Yakin, a student at the Benemérita Universidad Autónoma de Puebla on the Xicotepec campus, is studying veterinary and animal husbandry. He began his experimentation by breeding two unique rabbit types together. The Flemish Giant rabbit and other, longer-eared bunnies that Yakin happened to notice. As a result, his monster-bunny was born.

According to Yakin, his experimental bunnies grow up to 22 pounds  Flemish Giant, while the average Flemish giant weighs 15 pounds.

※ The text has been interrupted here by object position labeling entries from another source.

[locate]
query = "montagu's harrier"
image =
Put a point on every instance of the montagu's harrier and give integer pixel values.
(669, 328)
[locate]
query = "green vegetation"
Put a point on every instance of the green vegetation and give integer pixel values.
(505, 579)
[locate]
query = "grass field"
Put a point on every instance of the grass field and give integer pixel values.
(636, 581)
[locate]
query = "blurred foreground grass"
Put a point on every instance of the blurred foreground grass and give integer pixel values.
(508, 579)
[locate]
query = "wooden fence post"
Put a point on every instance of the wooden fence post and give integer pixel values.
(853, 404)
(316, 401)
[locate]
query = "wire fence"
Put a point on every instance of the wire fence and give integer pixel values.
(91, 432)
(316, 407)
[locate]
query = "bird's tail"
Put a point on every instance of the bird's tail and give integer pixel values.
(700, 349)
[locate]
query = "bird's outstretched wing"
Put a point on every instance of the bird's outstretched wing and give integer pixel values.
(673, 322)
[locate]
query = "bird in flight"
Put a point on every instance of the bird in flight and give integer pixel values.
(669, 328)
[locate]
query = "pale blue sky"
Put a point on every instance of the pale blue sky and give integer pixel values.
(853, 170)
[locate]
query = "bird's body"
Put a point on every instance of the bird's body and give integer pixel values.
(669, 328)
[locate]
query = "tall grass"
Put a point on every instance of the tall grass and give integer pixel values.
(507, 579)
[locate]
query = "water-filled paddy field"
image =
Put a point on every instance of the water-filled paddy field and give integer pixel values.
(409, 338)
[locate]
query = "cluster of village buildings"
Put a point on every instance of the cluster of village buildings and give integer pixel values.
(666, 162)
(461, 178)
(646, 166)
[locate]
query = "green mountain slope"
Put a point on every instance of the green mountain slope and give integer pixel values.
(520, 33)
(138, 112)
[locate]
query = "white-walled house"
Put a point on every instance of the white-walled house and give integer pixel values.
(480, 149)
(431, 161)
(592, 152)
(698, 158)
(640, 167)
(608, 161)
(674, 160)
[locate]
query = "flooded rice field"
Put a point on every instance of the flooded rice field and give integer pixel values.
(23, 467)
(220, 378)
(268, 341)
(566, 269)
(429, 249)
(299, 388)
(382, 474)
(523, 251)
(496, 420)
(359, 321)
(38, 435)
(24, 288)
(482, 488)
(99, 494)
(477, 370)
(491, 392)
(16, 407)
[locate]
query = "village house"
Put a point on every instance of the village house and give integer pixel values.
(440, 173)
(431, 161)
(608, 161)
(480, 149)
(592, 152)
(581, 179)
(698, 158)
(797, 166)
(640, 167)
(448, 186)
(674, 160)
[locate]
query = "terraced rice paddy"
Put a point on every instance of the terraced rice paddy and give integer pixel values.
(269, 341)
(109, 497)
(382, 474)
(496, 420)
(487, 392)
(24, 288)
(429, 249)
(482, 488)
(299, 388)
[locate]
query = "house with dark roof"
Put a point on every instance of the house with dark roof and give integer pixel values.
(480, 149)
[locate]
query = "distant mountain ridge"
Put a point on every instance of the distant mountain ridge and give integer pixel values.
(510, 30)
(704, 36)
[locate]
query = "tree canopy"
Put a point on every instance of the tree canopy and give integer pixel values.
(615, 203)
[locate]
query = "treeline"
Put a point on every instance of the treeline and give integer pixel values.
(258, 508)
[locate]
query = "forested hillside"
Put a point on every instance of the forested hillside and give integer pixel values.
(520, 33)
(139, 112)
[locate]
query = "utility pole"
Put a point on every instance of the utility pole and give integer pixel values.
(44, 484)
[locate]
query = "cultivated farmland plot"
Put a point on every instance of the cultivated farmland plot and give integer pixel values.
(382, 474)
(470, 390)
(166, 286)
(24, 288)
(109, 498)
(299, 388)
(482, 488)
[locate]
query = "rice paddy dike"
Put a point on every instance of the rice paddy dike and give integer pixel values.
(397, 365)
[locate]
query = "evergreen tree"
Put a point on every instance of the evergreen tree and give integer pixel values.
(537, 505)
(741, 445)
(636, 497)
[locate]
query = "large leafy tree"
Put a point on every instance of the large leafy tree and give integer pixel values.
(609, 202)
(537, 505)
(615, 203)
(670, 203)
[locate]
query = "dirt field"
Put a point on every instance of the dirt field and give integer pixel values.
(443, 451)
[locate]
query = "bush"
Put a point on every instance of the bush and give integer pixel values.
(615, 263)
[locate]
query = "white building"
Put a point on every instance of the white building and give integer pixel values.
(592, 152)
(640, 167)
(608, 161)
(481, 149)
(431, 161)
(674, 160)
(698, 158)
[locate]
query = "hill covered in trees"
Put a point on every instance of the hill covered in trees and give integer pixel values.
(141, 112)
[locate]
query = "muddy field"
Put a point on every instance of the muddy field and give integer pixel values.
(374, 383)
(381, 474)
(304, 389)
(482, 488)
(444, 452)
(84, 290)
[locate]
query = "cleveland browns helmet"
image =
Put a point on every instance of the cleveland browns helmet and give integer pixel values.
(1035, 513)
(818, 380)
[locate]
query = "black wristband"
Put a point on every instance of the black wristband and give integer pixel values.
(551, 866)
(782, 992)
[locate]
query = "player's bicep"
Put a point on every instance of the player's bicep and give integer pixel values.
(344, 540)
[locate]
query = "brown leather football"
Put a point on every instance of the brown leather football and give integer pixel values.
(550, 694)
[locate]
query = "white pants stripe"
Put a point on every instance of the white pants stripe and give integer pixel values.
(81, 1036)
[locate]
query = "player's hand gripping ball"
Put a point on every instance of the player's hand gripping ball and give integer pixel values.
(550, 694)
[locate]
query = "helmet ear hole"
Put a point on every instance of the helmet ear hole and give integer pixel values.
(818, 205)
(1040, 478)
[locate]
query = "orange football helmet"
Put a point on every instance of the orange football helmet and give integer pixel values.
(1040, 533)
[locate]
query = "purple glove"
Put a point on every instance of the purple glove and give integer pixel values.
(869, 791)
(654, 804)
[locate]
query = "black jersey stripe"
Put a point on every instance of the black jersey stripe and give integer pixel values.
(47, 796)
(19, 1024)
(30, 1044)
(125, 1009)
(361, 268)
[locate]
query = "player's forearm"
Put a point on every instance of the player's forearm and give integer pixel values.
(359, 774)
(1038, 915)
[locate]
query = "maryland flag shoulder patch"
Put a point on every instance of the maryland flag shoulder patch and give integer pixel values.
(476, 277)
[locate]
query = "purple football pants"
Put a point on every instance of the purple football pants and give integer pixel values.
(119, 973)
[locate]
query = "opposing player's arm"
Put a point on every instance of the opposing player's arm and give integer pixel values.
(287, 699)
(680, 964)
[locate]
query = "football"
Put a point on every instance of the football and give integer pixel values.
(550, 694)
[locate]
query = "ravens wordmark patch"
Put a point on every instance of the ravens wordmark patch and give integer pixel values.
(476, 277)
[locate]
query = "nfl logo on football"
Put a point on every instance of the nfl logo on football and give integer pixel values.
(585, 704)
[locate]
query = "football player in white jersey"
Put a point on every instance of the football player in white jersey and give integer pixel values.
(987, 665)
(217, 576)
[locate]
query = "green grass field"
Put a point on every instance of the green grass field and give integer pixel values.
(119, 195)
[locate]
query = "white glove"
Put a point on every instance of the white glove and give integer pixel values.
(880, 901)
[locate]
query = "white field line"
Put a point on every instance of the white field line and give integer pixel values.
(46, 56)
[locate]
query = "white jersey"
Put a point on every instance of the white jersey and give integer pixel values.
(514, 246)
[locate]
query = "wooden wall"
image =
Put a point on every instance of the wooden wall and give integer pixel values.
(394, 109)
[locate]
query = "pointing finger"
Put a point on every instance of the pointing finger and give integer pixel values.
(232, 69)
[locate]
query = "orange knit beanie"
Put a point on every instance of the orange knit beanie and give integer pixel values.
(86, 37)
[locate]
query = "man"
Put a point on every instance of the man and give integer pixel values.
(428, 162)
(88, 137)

But make no mistake, Yakin’s bunny experiment was no accident. “It takes an average of 3 to 4 years to reproduce this giant species,” he told Sintesis.

Yakin’s ultimate goal is to breed a rabbit that can grow up to 30 pounds. “I am currently studying genetics to see how to grow this breed of giant rabbits more,” he said.

Yakin, who has had a soft spot for rabbits since he was a child (pun intended), now cares for a whopping fifty giant rabbits out of his parents’ home.

Luckily, his parents are supportive enough of his dream that they support their son (and his bunnies) financially. “I have the financial support and support of my parents to buy food a week for all 50 giant rabbits,” Yakin told Sintesis.

But he also admitted his project has a long way to go. “So far I have not set aside the time or budget that is required to start the project more seriously,” he said.

The only thing that’s preventing Yakin from committing all his time and energy to creating even bigger bunnies is–what else?–money.

Photo via yakinkiro/Instagram

Although he already submitted a proposal to his university to try and expand his research, as of now, he is self-financed. However, Yakin makes a bit of extra cash by selling the giant bunnies to private customers.

His ultimate goal though, is to open up a large, professional farm where he can breed and cross-breed his bunnies to his heart’s content.